No need to apologize. This is part of the give-and-take of a robust discussion. Perhaps my comments were insufficiently clear, above.
To clarify my position further, I would add that early in 2022 someone pointed me to the speeches and writings of John Mearsheimer, whom I found to have a better informed and more nuanced understanding of the situation than the average media commentator (aka regime mouthpiece). I can’t quite find all the same resources I used then, which dated from c. 2015, but I linked up a video below from well before the February 2022 action began.
I guess my overarching thought about this is that territory changes hands over the centuries, often (sadly) through violence. It’s rare for one side to be entirely on the side of the angels. Each side has a story with some elements of truth. In any case, I view this as a slavic civil war that the Global American Empire (GAE) and its satrapies have no business sticking their nose into.
Might not be a bad idea for the former president to be extra cautious moving forward and stay away from personal watercraft, helicopters, bathtubs, tea, door knobs, and floors above ground level … ;-).
I just watched it, and the phrase that comes to mind is that one about “a battle of wits with an unarmed man”.
Does ANYBODY imagine Ol’Jo(k)e can go head to head with this guy?
And I do not mean cuz Bygone is old ‘n’ senile: I mean because he is not now, nor ever was, as well-educated as Putin. The guy reeled off over a millennium of history , from memory.
I hafta say, I feel…ashamed.
Why stop at Russia? The Mongols in the 1200s had conquered everything from China to central Europe – and there was at that point no surviving Euro force which could have stopped them from continuing west to the Atlantic. The world was on the point of seeing MacKinder’s Heartland “world island” unified under a single Mongol rule.
Then fate intervened. Ogedai Khan died in 1241, and the Mongol hordes had to return to their homeland to elect the new khan. An interesting book about this is “The Devil’s Horsemen: the Mongol invasion of Europe”, by James Chambers (1979).

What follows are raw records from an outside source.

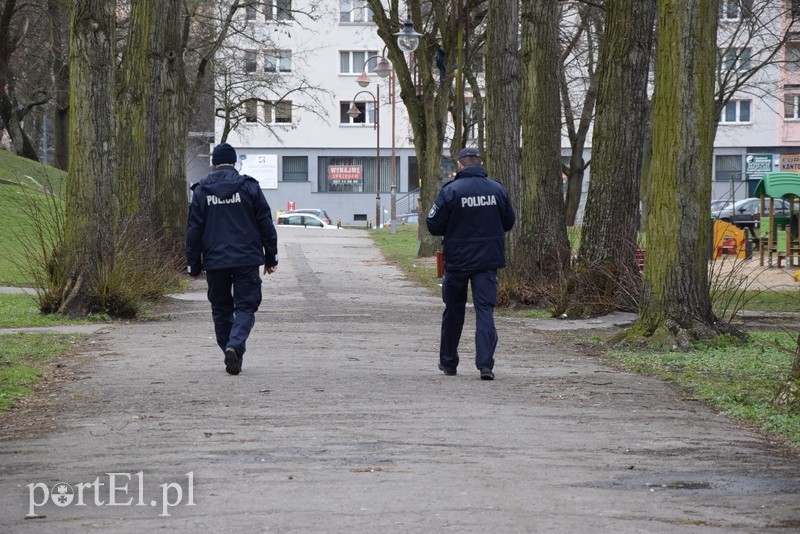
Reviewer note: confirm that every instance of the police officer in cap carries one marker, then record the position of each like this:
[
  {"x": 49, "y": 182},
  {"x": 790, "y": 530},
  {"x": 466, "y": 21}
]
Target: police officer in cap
[
  {"x": 473, "y": 213},
  {"x": 230, "y": 234}
]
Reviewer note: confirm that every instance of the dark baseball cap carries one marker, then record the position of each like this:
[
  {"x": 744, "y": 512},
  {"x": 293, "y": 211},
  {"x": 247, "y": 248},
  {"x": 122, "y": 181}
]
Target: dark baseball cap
[{"x": 468, "y": 152}]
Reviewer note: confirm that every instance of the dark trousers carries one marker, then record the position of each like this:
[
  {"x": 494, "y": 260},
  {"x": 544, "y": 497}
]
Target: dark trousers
[
  {"x": 235, "y": 295},
  {"x": 484, "y": 298}
]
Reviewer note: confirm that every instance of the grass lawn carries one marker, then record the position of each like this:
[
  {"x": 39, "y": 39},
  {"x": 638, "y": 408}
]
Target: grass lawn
[
  {"x": 739, "y": 379},
  {"x": 401, "y": 247},
  {"x": 21, "y": 181},
  {"x": 23, "y": 360},
  {"x": 22, "y": 311}
]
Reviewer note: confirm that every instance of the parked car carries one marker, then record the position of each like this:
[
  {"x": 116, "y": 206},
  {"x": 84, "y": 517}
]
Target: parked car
[
  {"x": 303, "y": 220},
  {"x": 747, "y": 212},
  {"x": 319, "y": 213},
  {"x": 406, "y": 218},
  {"x": 717, "y": 205}
]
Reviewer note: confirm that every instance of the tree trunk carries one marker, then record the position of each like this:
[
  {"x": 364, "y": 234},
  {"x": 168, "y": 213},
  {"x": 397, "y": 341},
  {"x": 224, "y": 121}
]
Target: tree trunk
[
  {"x": 171, "y": 192},
  {"x": 607, "y": 256},
  {"x": 89, "y": 239},
  {"x": 676, "y": 305},
  {"x": 543, "y": 253},
  {"x": 577, "y": 167},
  {"x": 138, "y": 107},
  {"x": 502, "y": 155},
  {"x": 426, "y": 98},
  {"x": 60, "y": 68}
]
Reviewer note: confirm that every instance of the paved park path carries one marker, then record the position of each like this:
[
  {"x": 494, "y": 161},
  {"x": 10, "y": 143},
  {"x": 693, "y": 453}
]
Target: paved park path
[{"x": 340, "y": 422}]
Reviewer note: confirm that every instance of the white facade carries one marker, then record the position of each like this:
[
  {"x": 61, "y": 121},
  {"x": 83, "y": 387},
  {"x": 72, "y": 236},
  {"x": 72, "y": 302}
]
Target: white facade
[{"x": 326, "y": 55}]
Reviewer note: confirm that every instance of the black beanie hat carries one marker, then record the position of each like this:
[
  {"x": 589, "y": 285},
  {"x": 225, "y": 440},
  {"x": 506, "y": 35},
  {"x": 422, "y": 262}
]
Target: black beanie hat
[{"x": 223, "y": 153}]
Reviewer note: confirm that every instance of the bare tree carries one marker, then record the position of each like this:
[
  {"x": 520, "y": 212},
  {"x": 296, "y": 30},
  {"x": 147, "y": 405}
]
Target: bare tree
[
  {"x": 89, "y": 239},
  {"x": 427, "y": 94},
  {"x": 607, "y": 254},
  {"x": 543, "y": 250},
  {"x": 503, "y": 109},
  {"x": 581, "y": 30}
]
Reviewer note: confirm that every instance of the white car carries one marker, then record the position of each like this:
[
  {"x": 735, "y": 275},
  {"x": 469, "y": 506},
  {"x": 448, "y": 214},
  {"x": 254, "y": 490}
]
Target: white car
[{"x": 303, "y": 220}]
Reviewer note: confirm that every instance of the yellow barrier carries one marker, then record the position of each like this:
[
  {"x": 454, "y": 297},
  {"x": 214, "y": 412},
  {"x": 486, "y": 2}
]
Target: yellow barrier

There is a military technology parallel with today’s events. Europe’s medieval military was built around the very expensive armored knight on his very costly specially-bred heavy war horse. The Mongols had vast numbers of cheap horsemen (riding ponies, really) with a much better bow than Europe had developed – one whose arrows could pierce European armor. And the Mongols had better tactics than the Euros. Cheap quantity outperformed expensive quality – not picking on the F-35 in particular.
Be that as it may, it might be a smarter current strategy for landlocked Mongolia (pop. 3 Million) sandwiched between former conquests China (pop. 1,400 Million) and Russia (pop. 145 Million) to keep a low profile.